Monte Davis got me thinking about things again, and lessons from the Shuttle program. One of his big points (if I’m not mangling it unduly) was that the problem with Shuttle wasn’t just that it mixed expendable parts with reusable parts. He pointed out that the fully reusable TSTO designs that had been studied were so challenging that they might have been just as big of a mess (or even worse if that’s imaginable!). The problem was that the Shuttle was just a bridge too far. NASA bit off far more than it was ready to chew. The requirements were too high. They were suffering from the conceit that they could somehow jump straight to a large, high-flight rate reusable space transportation right from the very first generation.
I full-heartedly agree that there’s no way NASA could have developed the monster sized TSTO fully-RLV designs that were dropped in favor of the current Frankensteinian amalgam of expendable and “refurbishable” rocket hardware. What I wonder is if there was a different path that could’ve been taken. One that would’ve allowed for more incremental development. One that would’ve allowed for a truly reusable launch vehicle (albeit of much more modest capabilities). One that wouldn’t have become the mess we have in today’s Shuttle.

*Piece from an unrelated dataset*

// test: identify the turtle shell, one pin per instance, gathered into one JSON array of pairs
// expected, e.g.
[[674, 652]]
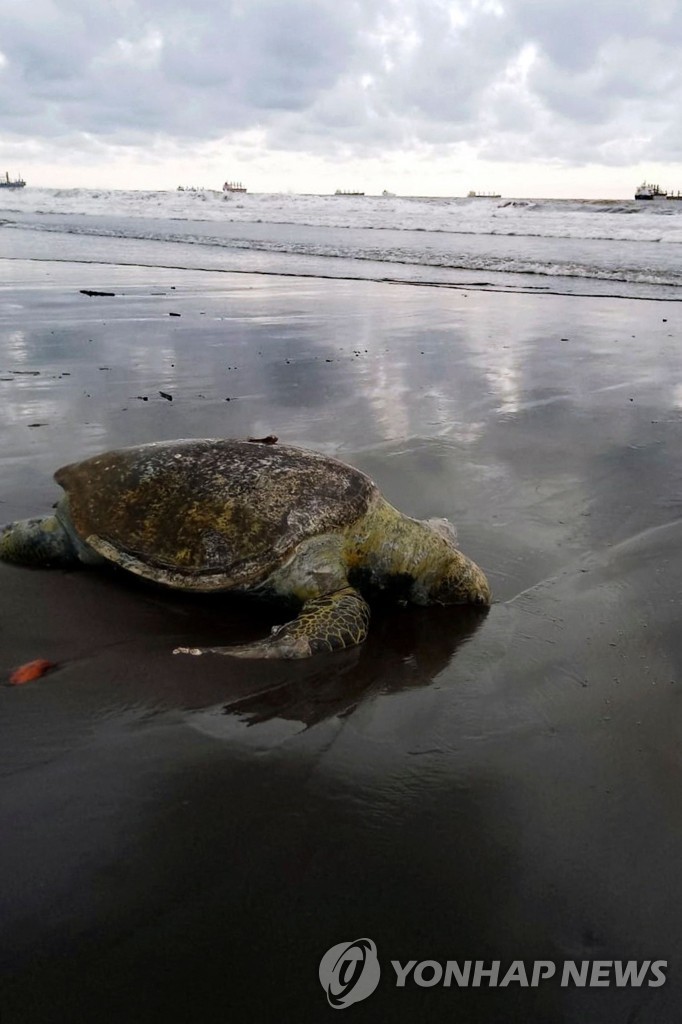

I’m not conceited enough to state that I know the following would definitely have been better. But I wanted to toss the idea out for discussion. See what you all think.
One of the big not commonly discussed problems with the Shuttle was that NASA was trying to keep as much of the Saturn team together as possible. They were shutting down both Saturn lines, and wanted to keep as many of the engineers and technicians as they possibly could in a time of tight budgets. Keeping as many Saturn engineers around as possible required a big budget development project. However, money was a lot tighter in the post-Apollo days. In order to get the money for Shuttle, as I understand it, they had to scrap both Saturns, and go snuggling up with the Air Force. They had to make their Shuttle design be everything to everybody. Keeping as many of the Saturn engineers as possible involved in the development of the Shuttle implied very large development costs. Those costs were high enough that they had to get the Air Force on board as well in order to get the funding they needed. In order to do that, they had to bloat the requirements even worse than the original Shuttle concepts. However, the requirements grew quicker than the additional money, and in the end they ended up having to make all sorts of compromises.
What if they had intentionally bitten off a smaller task at first. What if they had retired the Saturn V, and slimmed down the staff for the Saturn IB (or better yet, auctioned it off or allowed the companies involved to commercialize it), and then done a much smaller first generation “shuttle”? This shuttle might have only been capable of putting a couple thousand pounds into orbit, and might not have gone straight to an operation vehicle. This wouldn’t have been a program trying to keep as much of the Saturn team together as possible, or an attempt to replace all existing rockets in one fell-swoop. It would’ve been an X-vehicle in reality.
About a month ago, on NASASpaceFlight.com’s L2 section, there was discussion of some conceptual design work done by Dan DeLong (of XCOR) back in the mid 80s that might have been a good way of doing things. The concepts (“Space Plane” and “Frequent Flyer”) that he developed while working for Teledyne Brown were air-launched HTHL style RLVs. They used a modified 747 carrier plane as the first stage, and a LOX/LH2 powered reusable upper stage. While the bigger “Space Plane” design baselined an SSME and 6 RL-10s for the orbiter, and would’ve been barely launchable on a heavily modified 747, I realized that by dropping the cargo capacity a bit, you could both eliminate the SSME and probably cut the modifications on the 747 substantially.
It’s just an idea, and LOX/LH2 isn’t necessarily the right propellant combination for things, but imagine if a vehicle like that had been built. It wouldn’t have required any new propulsion development, since RL-10s were on-the-shelf technology by then. The system would’ve been a lot more reusable, simple, and safe. The engines were a lot easier to maintain and reuse than the SSME. Since the stage had the tanks inside, it would’ve had a much “fluffier” reentry, which when combined with the lower cross-range design, would’ve allowed for a much more robust TPS system to be used–no need for ceramic tiles. Doing an extensive flight test involving dozens of test flights would’ve been perfectly reasonable. You probably wouldn’t have even needed much better of an escape system than a standard aircraft ejector seat, since most of the failure modes would’ve been a lot more benign than for most typical rockets.
Let’s be honest though, the performance would’ve sucked rocks. You would likely have been lucky to get 3000lbs of useful cargo out of the vehicle (in the unmanned version), or possibly 2-4 people on board. This wouldn’t have been everything for everybody. But it would’ve been an extraordinarily good starting point for learning how to design and operate reusable vehicles.
Anyhow, my half-hour is up, but what do you guys think?